Effect of Hole Spacing on Jet Array Impingement Heat Transfer

Abstract

Data which illustrate the effects of hole spacing on the heat transfer from an array of jets impinging on a flat plate are presented. Considered are Reynolds numbers ranging from 8200, to 30500, and Mach numbers from 0.1 to 0.2. The spacing of the holes used to produce the impinging jets is either 8D or 12D in both the streamwise and spanwise directions. Local and spatially-averaged Nusselt numbers show strong dependence on the impingement jet Reynolds number for both situations. Experimental results show that local Nusselt numbers show some dependence on the Mach number for the smaller jet hole spacing, with negligible dependence for the larger jet hole spacing. This is partially a result of the accumulating cross-flows produced by the jets, as well as the interactions of the vortex structures which initially form around the jets, and then impact and interact as they advect away from stagnation points along the impingement target surface.

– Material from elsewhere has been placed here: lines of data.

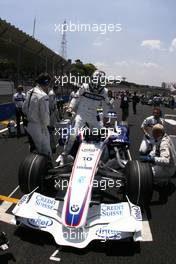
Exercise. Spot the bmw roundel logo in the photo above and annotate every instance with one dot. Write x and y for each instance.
(74, 208)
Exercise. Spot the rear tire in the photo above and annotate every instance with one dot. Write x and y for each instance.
(139, 185)
(32, 172)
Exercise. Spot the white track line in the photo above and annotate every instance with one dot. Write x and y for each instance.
(146, 230)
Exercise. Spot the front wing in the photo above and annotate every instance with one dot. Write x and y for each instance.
(104, 222)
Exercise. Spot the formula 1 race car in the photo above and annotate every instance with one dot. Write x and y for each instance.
(98, 196)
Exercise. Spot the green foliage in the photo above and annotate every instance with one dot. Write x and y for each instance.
(80, 69)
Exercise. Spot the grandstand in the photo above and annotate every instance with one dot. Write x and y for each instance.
(22, 57)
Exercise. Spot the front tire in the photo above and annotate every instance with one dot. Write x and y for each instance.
(139, 185)
(32, 172)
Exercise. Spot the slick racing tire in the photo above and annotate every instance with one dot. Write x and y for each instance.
(139, 185)
(32, 172)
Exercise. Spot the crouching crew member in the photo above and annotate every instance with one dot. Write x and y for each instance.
(162, 156)
(36, 109)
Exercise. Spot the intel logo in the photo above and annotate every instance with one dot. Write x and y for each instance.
(40, 222)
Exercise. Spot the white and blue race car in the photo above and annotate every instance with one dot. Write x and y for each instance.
(98, 196)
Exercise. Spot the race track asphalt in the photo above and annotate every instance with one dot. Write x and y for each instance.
(34, 247)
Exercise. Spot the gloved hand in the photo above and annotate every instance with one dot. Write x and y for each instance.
(147, 158)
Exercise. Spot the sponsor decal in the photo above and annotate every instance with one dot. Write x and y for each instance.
(136, 212)
(89, 150)
(23, 200)
(84, 168)
(74, 208)
(112, 210)
(41, 222)
(107, 233)
(81, 179)
(45, 202)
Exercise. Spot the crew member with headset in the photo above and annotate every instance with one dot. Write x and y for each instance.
(36, 109)
(18, 100)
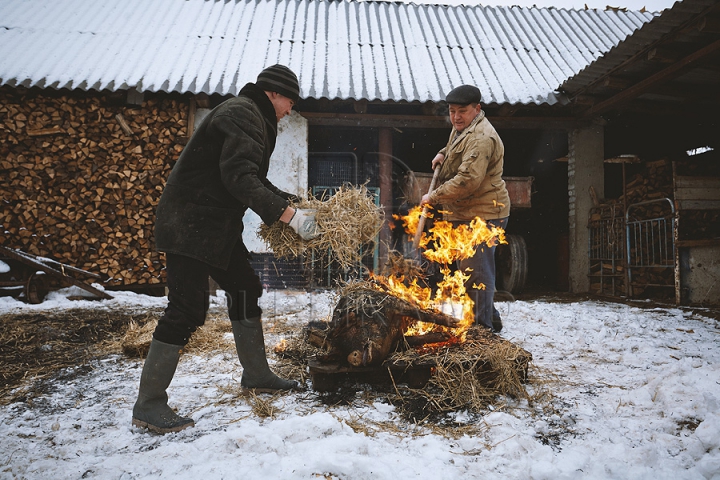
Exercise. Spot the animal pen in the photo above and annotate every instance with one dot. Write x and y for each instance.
(654, 248)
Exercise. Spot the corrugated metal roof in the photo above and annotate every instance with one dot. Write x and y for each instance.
(340, 49)
(671, 19)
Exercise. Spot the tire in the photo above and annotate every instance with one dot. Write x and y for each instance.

Spatially-averaged Nusselt numbers generally decrease as x/D increases when hole spacing is 8D, whereas Nusselt numbers are generally about constant as x/D increases when hole spacing is 12D. This is partially due to cross-flow effects, as well as behavior of each jet in the array, which is similar to that of a single, isolated jet for the larger hole spacing. Spatially-averaged Nusselt numbers for 8D jet hole spacing are also often higher than values for the 12D jet hole spacing when compared at the same x/D location.